The international panel that takes into account the international rating of the first four horses in each race, averaged out over three years.

Australia achieved the highest number of races in the top 100 of any country, with 23, the most prominent of them the Group 1 ATC Queen Elizabeth Stakes and the Group 1 ATC TJ Smith Stakes which shared 25th place.

The next best, in 36th place, was the Group 1 Canterbury Stakes.

Caprenter explained that the calculations of the international panel did not include the 2015 edition of the Cox Plate which featured one of the strongest finishes in years with Winx leading home Highland Reel, Criterion and Pornichet.

“Last year’s Cox Plate was easily the highest rating race in Australia last year,” Carpenter said.

“The problem is that only 2012, 2013 and 2014 were taken into account”

Carpenter said the 2015 Cox Plate rated around 121, which would have placed it around 20th in the world for that year.

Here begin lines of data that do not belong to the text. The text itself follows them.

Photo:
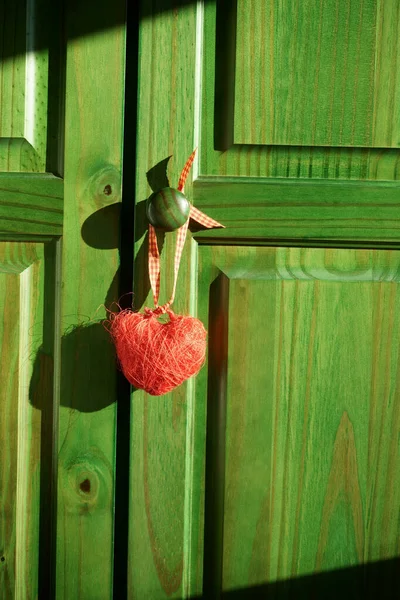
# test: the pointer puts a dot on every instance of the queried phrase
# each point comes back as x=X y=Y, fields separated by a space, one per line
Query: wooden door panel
x=311 y=74
x=311 y=393
x=301 y=379
x=28 y=290
x=29 y=33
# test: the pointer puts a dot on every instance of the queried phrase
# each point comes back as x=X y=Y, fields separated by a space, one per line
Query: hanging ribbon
x=154 y=255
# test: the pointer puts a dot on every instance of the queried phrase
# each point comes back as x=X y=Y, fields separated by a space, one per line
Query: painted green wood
x=218 y=23
x=261 y=208
x=164 y=551
x=26 y=277
x=310 y=73
x=24 y=80
x=311 y=458
x=93 y=155
x=284 y=322
x=31 y=204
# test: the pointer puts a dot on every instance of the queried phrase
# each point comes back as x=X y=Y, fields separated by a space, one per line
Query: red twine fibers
x=154 y=356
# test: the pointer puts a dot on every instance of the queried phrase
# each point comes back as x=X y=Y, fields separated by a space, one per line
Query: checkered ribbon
x=154 y=255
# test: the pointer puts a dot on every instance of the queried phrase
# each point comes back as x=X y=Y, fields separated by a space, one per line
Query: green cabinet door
x=61 y=128
x=275 y=471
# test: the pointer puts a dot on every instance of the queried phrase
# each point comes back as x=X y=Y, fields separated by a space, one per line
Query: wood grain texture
x=310 y=73
x=24 y=80
x=261 y=209
x=22 y=331
x=93 y=154
x=164 y=548
x=294 y=156
x=31 y=204
x=311 y=469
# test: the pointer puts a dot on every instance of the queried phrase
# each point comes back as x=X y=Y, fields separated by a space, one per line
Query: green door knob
x=168 y=209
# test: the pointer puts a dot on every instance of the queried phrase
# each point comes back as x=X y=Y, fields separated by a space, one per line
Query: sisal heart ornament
x=154 y=356
x=158 y=356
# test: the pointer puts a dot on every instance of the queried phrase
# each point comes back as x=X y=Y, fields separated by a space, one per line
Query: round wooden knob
x=168 y=209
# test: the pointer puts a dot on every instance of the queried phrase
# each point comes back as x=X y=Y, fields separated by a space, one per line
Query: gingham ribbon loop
x=154 y=255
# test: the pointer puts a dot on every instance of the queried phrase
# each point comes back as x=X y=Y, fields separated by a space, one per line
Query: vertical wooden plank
x=93 y=155
x=160 y=564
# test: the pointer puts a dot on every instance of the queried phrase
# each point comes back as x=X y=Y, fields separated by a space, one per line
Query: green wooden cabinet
x=275 y=472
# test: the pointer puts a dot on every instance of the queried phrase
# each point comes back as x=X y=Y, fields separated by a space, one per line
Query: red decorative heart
x=155 y=356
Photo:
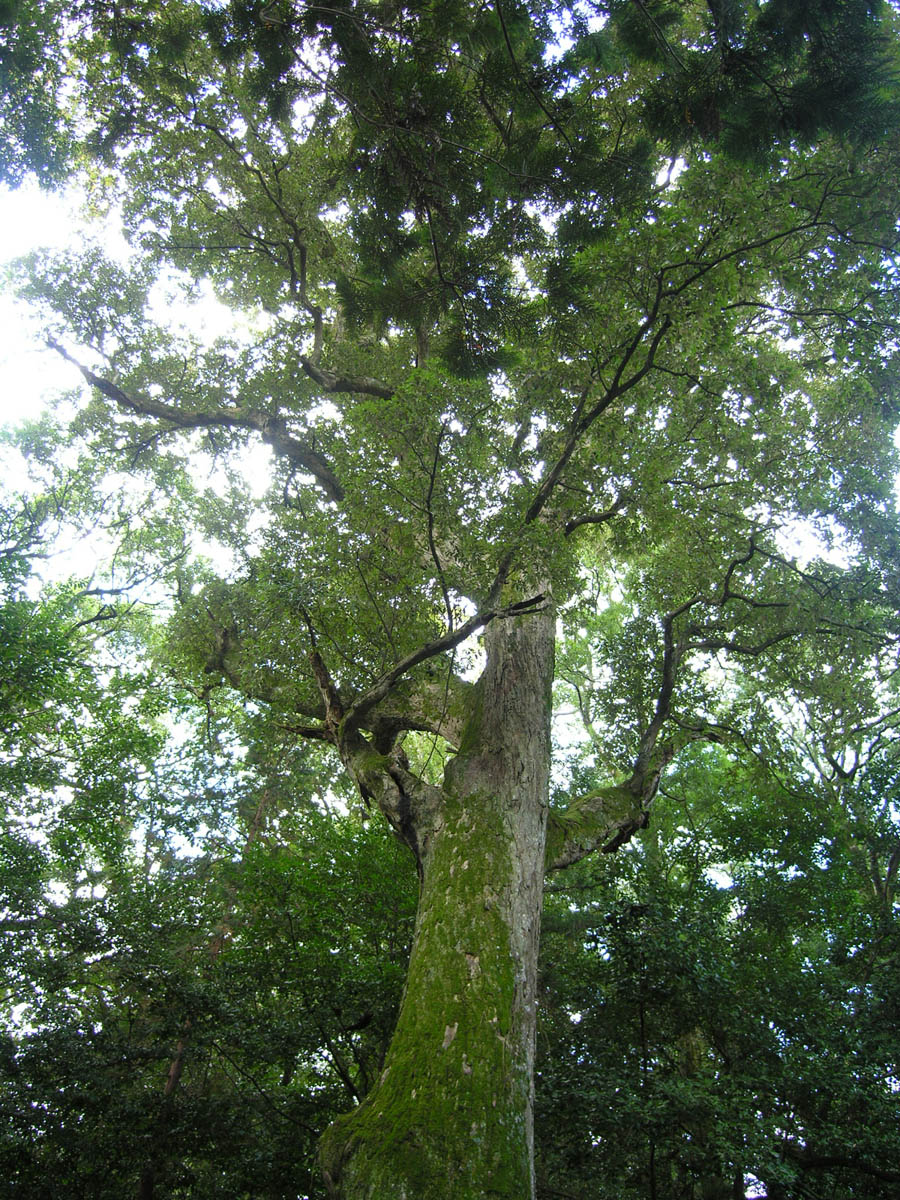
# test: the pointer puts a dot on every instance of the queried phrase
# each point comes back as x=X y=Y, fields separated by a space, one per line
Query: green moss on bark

A consistent 121 rating over three years would have earned a top 10 placing.

The reasoning is that unlike the northern hemisphere where the racing season follows the calendar year, the southern hemisphere season is split over two years.

As commendable as the Australianperformance in the Best Race rankings may have been, it was surpassed by the naming of the Australian-bred, Hong Kong-based Able Friend as the world’s best sprinter with a ranking of 125 for his Premier Bowl win at Sha Tin last October.

In second place among the sprinters, on 123, was the Australian-owned, trained and bred Chautauqua.

Sydney’s premier sprint, the Darley TJ Smith Stakes run at Randwick and won last season by Chautauqua,, was named the world’s best short-course race with a rating of 119.3.